Marcos Grigorian

  • Geboren 1925 in Kropotkin, Russland (damals Sowjetunion)
  • Gestorben 2007 in Jerewan, Armenien

Marcos Grigorian war gebürtiger Armenier und emigrierte 1930 mit seinen Eltern in den Iran. Von 1948 bis 1950 besuchte er die Kamāl-ol-Molk-Kunstschule in Teheran. Anschließend zog er nach Rom, wo er an der Accademia di Belle Arti weiterstudierte und einen zweiten Abschluss erwarb. 1954 kehrte er nach Teheran zurück, eröffnete eine Galerie für moderne Kunst (Esthétique) und begann Werke der volkstümlichen iranischen Kaffeehaus-Malerei zu sammeln. 1956 nahm er zum ersten Mal an der Biennale von Venedig teil; 1958 war er Delegierter Irans und internationales Jurymitglied. Im selben Jahr organisierte er die erste Teheraner Biennale. 
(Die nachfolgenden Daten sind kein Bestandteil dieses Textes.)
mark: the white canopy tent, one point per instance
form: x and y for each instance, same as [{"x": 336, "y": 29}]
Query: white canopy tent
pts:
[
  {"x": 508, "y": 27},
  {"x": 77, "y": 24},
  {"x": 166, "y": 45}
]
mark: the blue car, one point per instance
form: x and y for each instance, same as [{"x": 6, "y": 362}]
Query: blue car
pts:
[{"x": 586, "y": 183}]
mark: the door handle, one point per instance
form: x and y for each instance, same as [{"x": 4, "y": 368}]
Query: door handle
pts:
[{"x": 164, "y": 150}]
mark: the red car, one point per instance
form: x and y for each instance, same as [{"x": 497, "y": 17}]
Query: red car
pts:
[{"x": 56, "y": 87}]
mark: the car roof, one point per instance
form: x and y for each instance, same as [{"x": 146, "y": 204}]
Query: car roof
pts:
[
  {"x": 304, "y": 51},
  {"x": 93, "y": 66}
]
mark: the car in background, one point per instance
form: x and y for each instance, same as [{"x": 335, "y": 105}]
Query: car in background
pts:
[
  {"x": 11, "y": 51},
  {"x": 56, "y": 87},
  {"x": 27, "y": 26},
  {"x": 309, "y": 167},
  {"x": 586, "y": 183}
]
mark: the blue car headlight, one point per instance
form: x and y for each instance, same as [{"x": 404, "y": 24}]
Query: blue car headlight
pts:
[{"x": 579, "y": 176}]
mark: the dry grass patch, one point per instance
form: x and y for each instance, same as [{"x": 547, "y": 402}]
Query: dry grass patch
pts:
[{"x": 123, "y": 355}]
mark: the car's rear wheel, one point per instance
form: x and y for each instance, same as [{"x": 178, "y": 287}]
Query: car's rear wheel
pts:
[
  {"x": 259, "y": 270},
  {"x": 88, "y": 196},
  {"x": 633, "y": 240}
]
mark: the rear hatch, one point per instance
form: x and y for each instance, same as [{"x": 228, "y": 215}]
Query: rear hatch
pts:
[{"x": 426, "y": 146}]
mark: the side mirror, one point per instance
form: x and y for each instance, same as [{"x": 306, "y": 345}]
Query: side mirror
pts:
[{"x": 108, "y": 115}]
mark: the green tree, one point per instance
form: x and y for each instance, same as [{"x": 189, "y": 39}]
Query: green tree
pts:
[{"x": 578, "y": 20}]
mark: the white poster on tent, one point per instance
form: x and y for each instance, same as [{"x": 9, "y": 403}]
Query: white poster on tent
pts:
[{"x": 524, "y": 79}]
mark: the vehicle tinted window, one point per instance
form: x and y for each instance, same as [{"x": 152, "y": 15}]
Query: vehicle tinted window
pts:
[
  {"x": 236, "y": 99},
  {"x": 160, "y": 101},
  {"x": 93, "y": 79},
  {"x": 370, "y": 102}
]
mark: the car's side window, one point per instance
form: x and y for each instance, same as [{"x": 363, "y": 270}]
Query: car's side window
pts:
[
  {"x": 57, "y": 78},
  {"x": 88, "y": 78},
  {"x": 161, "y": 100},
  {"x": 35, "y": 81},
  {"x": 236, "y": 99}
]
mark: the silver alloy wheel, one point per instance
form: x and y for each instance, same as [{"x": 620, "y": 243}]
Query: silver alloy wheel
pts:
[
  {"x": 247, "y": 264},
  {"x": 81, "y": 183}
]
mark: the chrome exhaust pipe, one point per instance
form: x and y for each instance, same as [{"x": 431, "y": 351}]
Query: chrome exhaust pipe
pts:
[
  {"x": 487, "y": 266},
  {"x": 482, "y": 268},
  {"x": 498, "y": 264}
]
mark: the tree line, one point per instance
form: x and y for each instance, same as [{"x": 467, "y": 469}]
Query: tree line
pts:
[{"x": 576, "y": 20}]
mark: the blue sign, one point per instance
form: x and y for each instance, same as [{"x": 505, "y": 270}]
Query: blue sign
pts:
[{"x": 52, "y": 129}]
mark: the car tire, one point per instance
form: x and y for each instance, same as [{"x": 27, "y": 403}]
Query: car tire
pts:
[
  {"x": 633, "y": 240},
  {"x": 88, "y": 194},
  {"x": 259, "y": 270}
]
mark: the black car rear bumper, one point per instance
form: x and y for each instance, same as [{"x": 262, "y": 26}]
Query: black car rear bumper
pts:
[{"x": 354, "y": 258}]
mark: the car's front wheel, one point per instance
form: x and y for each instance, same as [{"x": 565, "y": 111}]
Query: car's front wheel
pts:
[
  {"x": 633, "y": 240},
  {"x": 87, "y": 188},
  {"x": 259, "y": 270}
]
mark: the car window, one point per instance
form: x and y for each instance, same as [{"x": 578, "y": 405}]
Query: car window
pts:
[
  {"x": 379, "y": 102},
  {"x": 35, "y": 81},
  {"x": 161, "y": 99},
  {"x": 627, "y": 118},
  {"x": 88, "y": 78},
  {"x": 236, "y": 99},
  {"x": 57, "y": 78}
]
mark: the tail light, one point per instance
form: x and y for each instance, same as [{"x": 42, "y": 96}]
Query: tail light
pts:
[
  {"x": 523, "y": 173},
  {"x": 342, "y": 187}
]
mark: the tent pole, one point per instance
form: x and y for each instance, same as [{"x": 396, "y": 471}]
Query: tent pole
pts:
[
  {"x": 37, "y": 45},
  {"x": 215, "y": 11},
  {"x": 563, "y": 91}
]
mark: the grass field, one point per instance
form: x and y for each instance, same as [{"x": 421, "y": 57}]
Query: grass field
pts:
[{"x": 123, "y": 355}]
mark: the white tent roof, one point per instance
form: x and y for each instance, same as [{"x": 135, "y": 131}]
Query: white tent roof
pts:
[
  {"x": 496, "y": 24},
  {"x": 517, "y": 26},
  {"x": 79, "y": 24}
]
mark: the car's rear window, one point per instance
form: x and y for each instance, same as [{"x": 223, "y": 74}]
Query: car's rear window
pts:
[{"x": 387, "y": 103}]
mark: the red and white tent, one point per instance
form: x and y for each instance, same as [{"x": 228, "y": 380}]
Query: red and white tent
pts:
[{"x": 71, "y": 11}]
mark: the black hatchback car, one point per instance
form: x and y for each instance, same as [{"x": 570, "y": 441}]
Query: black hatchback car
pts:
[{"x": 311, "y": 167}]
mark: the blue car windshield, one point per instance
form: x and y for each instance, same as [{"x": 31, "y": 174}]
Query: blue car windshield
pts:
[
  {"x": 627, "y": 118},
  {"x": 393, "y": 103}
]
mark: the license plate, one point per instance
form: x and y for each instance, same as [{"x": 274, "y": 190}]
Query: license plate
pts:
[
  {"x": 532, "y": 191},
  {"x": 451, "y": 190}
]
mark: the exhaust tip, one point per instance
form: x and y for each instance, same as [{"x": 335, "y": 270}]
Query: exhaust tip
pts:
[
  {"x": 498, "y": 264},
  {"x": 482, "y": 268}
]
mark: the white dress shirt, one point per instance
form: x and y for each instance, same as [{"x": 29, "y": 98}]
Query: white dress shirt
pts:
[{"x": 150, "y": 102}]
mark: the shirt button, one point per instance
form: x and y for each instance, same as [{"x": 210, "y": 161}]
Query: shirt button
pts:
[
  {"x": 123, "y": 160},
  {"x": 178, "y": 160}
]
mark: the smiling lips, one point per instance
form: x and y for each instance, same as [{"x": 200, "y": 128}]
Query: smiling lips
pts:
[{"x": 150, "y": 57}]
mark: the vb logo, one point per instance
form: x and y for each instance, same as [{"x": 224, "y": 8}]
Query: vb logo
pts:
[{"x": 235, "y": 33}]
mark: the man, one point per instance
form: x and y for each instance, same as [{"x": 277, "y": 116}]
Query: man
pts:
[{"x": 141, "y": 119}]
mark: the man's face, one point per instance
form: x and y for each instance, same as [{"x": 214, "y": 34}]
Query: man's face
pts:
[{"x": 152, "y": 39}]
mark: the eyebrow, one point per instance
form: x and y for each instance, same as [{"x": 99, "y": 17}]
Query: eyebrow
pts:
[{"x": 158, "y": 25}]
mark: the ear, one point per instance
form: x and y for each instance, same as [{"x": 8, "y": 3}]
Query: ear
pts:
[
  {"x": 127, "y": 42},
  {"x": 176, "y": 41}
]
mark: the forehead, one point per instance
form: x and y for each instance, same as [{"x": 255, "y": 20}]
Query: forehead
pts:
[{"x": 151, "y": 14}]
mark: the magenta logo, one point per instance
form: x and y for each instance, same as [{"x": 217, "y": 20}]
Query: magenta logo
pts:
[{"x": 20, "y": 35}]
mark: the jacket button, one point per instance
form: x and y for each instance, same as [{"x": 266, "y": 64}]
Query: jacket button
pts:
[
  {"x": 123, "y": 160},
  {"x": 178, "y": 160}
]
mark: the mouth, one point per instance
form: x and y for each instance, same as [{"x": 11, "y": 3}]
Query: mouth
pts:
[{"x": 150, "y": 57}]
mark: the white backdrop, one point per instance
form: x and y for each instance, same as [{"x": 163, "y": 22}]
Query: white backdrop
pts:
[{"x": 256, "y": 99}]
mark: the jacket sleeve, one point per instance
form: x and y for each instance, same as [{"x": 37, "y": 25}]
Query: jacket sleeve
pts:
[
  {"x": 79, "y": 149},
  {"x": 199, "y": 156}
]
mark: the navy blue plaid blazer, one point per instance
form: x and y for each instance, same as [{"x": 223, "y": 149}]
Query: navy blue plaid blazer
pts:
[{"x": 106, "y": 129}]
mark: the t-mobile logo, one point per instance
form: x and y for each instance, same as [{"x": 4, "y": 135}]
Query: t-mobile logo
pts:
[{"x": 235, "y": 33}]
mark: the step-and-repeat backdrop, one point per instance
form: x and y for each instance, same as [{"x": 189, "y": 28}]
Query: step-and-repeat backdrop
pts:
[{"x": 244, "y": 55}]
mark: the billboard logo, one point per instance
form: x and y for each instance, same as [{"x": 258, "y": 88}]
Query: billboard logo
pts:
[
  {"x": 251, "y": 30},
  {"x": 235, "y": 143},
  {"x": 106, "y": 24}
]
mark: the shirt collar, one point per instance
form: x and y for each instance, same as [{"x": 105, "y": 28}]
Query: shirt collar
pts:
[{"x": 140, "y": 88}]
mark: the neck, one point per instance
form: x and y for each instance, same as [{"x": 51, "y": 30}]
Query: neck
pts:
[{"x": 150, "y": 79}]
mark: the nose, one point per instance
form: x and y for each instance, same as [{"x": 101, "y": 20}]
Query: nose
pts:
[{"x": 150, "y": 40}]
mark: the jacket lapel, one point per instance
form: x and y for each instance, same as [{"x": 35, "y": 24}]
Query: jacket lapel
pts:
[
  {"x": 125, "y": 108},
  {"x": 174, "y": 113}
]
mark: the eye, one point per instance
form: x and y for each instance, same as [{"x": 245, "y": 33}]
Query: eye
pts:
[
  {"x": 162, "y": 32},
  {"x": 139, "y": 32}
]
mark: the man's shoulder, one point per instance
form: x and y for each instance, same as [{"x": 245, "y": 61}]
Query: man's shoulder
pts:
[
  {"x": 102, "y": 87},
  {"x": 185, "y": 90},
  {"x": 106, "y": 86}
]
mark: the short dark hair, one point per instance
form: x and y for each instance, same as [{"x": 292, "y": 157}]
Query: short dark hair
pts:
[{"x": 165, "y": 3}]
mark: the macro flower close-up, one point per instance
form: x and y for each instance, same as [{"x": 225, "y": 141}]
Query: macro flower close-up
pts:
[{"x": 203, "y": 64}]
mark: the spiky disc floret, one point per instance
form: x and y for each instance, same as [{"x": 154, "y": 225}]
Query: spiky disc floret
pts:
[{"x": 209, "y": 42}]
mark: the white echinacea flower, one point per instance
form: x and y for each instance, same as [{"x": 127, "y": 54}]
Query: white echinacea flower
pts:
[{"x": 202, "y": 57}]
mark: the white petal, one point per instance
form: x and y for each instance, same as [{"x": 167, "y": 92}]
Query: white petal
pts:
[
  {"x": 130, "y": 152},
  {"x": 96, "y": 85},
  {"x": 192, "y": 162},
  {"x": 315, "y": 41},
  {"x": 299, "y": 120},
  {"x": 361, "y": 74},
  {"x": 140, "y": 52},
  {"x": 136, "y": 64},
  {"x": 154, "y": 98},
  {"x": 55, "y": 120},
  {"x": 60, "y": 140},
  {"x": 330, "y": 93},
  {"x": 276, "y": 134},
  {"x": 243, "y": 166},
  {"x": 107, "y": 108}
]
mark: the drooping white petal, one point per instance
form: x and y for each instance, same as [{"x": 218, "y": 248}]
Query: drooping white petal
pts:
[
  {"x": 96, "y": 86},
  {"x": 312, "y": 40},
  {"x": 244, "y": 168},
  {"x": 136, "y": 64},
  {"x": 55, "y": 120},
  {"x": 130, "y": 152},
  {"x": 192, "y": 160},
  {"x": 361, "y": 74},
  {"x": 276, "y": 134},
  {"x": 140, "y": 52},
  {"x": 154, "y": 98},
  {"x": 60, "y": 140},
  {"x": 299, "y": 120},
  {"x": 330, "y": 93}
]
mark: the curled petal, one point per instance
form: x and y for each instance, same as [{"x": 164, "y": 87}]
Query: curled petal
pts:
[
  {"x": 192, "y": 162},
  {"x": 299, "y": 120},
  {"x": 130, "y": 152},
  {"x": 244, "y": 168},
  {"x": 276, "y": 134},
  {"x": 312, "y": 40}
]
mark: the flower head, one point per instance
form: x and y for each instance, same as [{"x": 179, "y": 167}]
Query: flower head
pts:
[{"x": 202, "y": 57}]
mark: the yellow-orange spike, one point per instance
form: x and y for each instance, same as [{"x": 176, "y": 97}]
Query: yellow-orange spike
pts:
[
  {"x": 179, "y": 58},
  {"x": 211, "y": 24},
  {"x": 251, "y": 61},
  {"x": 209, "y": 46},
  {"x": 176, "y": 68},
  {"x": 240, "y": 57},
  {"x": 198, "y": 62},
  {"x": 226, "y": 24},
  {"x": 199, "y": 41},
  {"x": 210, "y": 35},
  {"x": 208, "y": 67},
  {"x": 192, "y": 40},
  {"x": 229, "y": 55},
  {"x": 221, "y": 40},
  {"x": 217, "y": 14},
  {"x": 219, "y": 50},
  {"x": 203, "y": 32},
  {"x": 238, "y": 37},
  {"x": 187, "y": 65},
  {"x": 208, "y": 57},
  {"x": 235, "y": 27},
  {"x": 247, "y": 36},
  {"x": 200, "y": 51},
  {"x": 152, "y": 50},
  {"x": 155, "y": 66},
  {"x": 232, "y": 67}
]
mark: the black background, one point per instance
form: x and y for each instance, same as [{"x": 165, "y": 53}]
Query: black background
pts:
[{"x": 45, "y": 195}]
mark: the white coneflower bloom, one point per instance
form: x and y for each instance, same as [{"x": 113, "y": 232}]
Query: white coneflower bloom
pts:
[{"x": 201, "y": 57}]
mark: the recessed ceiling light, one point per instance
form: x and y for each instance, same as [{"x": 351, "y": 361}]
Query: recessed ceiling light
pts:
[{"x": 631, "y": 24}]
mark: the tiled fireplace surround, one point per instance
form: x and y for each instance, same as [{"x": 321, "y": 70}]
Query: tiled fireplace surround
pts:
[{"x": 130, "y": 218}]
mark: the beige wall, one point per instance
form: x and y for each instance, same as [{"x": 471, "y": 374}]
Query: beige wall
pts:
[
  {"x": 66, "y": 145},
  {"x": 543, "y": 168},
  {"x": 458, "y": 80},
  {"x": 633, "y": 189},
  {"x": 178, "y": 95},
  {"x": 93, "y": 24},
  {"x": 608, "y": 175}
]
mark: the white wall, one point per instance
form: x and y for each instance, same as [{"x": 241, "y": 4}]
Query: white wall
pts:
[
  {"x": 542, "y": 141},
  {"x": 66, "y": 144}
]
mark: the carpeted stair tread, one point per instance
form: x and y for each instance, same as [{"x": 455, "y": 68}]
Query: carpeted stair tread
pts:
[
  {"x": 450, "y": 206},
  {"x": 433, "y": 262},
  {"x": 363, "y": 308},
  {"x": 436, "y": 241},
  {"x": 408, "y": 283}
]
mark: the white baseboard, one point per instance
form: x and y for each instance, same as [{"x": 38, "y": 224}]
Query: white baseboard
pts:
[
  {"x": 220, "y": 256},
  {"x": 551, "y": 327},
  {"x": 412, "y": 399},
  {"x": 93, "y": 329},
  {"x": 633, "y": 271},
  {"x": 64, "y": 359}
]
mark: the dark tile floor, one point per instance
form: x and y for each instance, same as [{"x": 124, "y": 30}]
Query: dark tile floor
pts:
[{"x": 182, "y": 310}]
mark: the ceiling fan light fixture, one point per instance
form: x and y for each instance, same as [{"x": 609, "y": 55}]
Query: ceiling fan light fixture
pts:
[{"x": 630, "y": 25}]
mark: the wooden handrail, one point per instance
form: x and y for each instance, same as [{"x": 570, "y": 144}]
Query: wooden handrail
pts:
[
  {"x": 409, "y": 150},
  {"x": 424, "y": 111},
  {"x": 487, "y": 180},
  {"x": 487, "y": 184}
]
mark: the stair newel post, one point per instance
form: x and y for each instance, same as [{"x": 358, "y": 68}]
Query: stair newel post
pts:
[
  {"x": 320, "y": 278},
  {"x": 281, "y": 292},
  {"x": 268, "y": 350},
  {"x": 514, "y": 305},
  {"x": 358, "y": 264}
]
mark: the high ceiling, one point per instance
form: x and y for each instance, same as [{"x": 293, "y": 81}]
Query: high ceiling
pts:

Mit seiner Ende der 1950er-Jahre entstandenen Serie von Wandgemälden The Gates of Auschwitz gehörte Gregorian zu den ersten Künstlern, die sich mit dem Holocaust auseinandersetzten. Etwa zur gleichen Zeit begann er die Oberfläche seiner Leinwände mit Sand, Erde und Asche zu strukturieren – der Auftakt zu seiner hochgelobten Serie Earthworks. Von 1962 bis 1970 lebte er in den Vereinigten Staaten; nach der Iranischen Revolution kehrte er in den Iran zurück. In den 1970er-Jahren unterrichtete er bildende Kunst an der Universität von Teheran und rief eine unabhängige Künstlergruppe ins Leben. 1980 gründete er die Arshile Gorky Gallery in New York, 1993 das Museum des Nahen Ostens in Jerewan.